Not much of a lead without additional information. “Older but not ancient” and the speech impediment indicated he might not be the same mole-cheeked man who’d been asking Spook’s whereabouts among the homeless along lower Potrero. Which meant what, if that were the case? Two men looking for Spook for different reasons, or for the same reason independently? Or was there some sort of connection between the two?

11

Jake Runyon

It took him three and a half days to track down Big Dog.

He might’ve cut that time in half if he’d been able to devote all his working hours to the task. But Tamara Corbin had given him a handful of interview assignments on another case that took up all of Wednesday afternoon and half of Thursday. Routine work — white collar offices in the city, an upper middle-class home in Palo Alto. He preferred the streets, bleakness and all. His meat, his comfort zone.

He found out a couple of things on the Spook investigation before he found Big Dog. One was what Pete Snyder had told him, the only new information he’d gotten out of anybody at Visuals, Inc. The other came from one of the homeless who’d known Spook, the one called Pinkeye. Why he had that street name Runyon never did find out. Both his eyes were brown, milky with cataracts, the whites more or less clear, and there wasn’t anything else pink about him. Big, loose-jointed black man, face mostly hidden behind a grizzled, gray prophet’s beard. And eager enough to talk once he had two dollars of Runyon’s money tucked away in a saggy pants pocket. He knew Big Dog, too, well enough to steer clear of him. (“Bad dude, cut your throat for a dime and drink your blood afterward.”) Couldn’t help with Big Dog’s whereabouts; his information had to do with Spook.

“I wonder what happened to his stuff,” he said.

“What stuff?”

“His stuff, man. Everybody out here’s got stuff.”

“Police didn’t find anything on him.”

“Sure they didn’t. Don’t keep your stuff on you, not if you want to keep it.”

“Where, then?”

“Got to have a hidey hole,” Pinkeye said. “Everybody got a hidey hole somewhere. You got one yourself, I bet.”

“You know where Spook’s was?”

“No idea, man. You tell anybody where you got your stuff hid, ain’t gonna be yours for long.”

“What kind of stuff did Spook have?”

“Bright and pretty, that’s what he collected. Sidewalks, gutter, garbage cans, Dumpsters... scoured ’em all. All kinds of bright and pretty.”

“Such as? Give me an example.”

“One time,” Pinkeye said, “I seen him pick up a gold earring. Yeah. One big old gold earring, right off the sidewalk. Not real gold, just a bright and pretty, but the way he grinned and hopped around you’d’ve thought it was. I asked him what was he gonna do with it. ‘Give it to Dot,’ he says.”

“Dot. His ghost woman?”

“Yeah. One of old Spook’s head people. ‘She likes pretty things,’ he says. ‘Gonna give it to her, she’ll look real pretty, maybe she’ll forgive me.’ ”

“Forgive him for what?”

“Wouldn’t say. Talked to his head people but wouldn’t talk about ’em.”

“So you figure he kept the earring with the rest of his stuff.”

“What else, man?

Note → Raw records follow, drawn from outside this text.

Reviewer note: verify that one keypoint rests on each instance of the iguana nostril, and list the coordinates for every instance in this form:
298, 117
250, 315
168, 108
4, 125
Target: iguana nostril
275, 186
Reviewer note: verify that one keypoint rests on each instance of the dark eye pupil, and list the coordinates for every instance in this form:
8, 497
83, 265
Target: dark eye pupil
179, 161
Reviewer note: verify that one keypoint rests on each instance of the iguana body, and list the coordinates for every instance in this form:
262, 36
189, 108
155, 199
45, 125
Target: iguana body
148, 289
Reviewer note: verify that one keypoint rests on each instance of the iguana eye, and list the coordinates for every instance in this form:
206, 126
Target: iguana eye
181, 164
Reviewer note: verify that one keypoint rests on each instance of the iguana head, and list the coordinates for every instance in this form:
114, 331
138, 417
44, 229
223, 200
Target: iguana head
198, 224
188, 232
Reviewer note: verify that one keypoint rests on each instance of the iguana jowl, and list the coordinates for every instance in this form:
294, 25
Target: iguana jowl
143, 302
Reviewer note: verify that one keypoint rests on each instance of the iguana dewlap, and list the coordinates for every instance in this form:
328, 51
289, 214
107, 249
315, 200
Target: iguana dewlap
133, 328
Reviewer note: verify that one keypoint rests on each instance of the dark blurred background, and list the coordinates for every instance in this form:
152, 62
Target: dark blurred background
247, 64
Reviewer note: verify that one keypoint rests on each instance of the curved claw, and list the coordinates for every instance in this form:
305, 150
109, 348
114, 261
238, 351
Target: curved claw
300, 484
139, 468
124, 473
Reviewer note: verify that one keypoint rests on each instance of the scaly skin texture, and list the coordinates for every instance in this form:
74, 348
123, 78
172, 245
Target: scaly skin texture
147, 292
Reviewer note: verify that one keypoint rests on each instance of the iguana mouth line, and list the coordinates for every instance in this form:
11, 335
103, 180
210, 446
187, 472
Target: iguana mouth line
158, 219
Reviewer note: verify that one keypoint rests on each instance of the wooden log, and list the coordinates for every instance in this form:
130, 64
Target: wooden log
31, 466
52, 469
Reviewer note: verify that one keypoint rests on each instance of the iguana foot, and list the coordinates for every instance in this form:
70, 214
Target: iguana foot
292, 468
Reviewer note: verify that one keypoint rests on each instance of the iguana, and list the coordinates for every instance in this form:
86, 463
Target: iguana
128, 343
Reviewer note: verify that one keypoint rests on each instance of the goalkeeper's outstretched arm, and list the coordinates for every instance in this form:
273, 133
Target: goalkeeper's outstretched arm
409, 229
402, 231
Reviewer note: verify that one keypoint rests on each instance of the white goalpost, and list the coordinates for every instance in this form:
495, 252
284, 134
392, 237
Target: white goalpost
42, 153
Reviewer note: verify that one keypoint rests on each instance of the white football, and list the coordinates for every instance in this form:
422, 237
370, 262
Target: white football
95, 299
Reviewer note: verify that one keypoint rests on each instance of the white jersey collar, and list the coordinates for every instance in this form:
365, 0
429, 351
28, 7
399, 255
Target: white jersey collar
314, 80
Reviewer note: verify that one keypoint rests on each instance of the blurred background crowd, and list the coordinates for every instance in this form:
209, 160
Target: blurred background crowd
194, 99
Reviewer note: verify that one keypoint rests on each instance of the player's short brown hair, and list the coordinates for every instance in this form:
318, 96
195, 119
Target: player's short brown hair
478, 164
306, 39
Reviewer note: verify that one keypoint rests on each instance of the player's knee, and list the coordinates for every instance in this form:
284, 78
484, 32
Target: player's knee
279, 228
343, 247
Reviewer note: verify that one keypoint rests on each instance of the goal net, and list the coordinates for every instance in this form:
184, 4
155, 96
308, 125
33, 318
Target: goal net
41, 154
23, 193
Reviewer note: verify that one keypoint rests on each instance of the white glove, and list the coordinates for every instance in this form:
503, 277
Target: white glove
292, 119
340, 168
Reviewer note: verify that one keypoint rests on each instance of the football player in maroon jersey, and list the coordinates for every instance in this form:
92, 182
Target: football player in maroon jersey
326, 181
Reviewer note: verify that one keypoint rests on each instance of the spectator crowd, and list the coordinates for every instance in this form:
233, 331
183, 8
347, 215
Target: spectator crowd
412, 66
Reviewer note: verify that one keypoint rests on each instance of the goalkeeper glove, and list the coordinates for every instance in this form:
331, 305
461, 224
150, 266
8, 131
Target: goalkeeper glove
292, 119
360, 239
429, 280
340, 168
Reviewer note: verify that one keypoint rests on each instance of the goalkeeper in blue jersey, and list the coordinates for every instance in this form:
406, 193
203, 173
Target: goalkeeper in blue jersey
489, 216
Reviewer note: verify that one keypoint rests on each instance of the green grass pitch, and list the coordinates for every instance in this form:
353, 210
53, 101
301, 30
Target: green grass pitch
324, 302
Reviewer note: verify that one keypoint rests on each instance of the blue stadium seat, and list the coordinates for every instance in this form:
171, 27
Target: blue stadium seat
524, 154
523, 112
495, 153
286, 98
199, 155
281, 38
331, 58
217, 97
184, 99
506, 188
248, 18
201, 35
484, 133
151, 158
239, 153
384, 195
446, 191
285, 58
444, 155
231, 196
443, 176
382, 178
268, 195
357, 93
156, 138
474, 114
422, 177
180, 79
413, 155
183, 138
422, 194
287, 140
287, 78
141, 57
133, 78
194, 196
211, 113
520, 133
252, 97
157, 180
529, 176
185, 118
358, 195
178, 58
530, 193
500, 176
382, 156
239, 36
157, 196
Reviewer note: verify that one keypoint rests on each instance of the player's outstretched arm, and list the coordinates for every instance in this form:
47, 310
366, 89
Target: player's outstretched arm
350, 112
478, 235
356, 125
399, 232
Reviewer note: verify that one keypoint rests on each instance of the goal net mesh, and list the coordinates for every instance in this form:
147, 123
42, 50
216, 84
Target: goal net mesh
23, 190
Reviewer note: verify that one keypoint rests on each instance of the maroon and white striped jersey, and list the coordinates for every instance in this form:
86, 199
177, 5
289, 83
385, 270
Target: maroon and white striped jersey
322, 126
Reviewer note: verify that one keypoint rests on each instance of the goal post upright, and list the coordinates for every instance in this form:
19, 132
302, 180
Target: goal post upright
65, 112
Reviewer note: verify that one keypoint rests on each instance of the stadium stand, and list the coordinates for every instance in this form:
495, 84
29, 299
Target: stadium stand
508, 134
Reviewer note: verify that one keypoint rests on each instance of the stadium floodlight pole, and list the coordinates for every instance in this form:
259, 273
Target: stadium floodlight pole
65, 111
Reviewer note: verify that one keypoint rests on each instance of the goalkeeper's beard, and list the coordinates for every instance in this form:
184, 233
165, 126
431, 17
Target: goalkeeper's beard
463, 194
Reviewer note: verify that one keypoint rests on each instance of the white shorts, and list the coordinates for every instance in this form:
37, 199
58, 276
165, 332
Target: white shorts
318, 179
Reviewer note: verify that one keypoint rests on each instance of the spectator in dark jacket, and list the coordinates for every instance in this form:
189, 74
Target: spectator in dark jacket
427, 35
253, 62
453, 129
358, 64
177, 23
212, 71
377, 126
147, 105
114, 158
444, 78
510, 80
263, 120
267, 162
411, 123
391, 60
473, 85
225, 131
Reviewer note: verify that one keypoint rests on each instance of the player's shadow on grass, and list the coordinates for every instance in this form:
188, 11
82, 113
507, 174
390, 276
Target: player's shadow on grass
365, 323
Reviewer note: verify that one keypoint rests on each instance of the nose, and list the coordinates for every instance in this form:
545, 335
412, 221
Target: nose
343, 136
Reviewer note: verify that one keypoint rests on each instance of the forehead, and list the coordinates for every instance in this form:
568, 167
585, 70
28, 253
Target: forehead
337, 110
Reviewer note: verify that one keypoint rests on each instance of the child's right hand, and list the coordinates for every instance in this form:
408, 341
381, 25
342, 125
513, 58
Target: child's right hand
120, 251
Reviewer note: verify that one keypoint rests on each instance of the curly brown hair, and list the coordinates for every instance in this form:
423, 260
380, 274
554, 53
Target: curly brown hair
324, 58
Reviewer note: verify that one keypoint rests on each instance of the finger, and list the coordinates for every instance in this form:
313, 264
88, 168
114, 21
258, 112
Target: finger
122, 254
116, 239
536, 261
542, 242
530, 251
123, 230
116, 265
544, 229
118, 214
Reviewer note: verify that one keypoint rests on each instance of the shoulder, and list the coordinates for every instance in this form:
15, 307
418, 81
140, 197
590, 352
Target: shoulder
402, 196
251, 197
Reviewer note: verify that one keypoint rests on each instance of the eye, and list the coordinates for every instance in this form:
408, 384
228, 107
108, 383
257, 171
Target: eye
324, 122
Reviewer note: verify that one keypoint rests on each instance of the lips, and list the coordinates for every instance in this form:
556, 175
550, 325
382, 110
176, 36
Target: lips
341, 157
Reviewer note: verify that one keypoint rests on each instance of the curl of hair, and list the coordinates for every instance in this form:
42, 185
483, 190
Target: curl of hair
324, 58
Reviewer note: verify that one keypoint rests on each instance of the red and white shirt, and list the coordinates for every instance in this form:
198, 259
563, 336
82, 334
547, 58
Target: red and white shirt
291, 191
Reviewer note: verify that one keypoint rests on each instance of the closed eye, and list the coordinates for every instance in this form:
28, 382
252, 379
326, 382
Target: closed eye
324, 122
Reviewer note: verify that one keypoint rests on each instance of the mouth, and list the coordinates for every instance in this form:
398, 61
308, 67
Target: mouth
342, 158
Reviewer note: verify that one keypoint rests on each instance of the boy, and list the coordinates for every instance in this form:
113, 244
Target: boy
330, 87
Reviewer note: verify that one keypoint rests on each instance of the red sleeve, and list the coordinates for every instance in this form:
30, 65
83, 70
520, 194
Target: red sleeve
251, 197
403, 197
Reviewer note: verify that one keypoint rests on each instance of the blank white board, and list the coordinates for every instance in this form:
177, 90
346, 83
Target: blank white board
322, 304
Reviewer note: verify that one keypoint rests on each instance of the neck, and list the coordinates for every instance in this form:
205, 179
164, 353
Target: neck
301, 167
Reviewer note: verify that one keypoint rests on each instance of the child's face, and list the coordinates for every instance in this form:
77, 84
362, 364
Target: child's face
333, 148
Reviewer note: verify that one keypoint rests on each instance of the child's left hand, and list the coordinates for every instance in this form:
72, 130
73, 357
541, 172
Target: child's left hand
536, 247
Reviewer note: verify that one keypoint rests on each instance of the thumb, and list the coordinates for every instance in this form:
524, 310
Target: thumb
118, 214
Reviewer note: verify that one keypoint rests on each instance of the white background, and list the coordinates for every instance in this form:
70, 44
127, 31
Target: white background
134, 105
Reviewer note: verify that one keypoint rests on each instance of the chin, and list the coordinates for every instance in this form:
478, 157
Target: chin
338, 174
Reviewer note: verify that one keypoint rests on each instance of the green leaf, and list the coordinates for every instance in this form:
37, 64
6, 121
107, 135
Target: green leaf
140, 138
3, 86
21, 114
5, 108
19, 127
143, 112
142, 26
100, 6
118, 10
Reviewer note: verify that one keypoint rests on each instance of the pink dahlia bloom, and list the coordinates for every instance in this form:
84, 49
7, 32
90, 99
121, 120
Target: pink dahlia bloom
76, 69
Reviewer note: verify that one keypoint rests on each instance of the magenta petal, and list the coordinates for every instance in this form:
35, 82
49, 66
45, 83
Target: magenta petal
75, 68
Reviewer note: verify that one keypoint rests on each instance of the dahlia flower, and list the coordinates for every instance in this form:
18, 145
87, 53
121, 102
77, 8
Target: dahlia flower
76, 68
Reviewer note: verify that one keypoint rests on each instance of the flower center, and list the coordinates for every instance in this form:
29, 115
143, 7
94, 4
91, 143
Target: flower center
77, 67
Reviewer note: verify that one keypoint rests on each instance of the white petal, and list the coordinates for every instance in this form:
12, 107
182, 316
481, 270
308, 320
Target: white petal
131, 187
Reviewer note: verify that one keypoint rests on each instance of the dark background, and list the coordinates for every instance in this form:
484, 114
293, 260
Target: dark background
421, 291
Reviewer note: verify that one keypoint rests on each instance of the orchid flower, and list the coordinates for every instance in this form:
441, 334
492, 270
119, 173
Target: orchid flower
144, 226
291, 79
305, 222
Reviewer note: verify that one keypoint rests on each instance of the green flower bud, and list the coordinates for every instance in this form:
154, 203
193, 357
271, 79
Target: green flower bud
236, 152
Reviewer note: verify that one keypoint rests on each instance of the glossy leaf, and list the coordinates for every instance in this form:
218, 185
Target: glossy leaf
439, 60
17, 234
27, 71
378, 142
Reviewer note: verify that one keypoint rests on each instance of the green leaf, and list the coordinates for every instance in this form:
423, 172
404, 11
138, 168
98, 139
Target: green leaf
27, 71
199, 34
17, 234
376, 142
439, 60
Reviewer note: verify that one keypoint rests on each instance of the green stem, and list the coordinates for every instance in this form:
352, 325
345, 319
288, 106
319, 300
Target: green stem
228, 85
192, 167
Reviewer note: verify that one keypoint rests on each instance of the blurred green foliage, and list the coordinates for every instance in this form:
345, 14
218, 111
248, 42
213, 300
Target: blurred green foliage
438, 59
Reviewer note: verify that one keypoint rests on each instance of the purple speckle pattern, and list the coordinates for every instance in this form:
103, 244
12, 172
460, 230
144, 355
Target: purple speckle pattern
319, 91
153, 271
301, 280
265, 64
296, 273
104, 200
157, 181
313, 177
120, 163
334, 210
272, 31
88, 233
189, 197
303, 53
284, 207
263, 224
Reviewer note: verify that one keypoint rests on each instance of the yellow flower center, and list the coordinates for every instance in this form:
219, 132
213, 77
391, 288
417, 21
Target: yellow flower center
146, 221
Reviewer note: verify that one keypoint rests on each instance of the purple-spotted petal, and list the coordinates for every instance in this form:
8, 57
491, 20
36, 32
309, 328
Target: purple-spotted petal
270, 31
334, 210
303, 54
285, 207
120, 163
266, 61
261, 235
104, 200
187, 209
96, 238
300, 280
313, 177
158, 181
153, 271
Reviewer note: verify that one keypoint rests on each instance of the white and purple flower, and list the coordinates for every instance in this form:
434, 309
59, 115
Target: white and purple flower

Dot wasn’t no real woman. Can’t give no bright and pretty to somebody only lives inside your head.”

Runyon had gone back to Visuals, Inc. and talked to the client and to Meg Lawton. Both were surprised to hear that Spook had had a hidey hole, collected shiny objects; he’d never said anything on either subject. Franklin Square had been next. No help from Delia or any of the other homeless who hung out there. No help from anybody else he talked to.

After he finished up the last of the interviews on Wednesday afternoon, he drove to the Potrero neighborhood and picked up where he’d left off, widening the radius of his search. Lower Potrero from Duboce to Twentieth on the north; all the way past Highway 280 to Third and the area called Dogpatch on the south; back north and then west toward Army. Street people, liquor store clerks, employees and inhabitants of greasy spoons and bars, plus a homeless shelter and a soup kitchen he hadn’t tried before. And finally, midday on Friday, all the legwork paid off.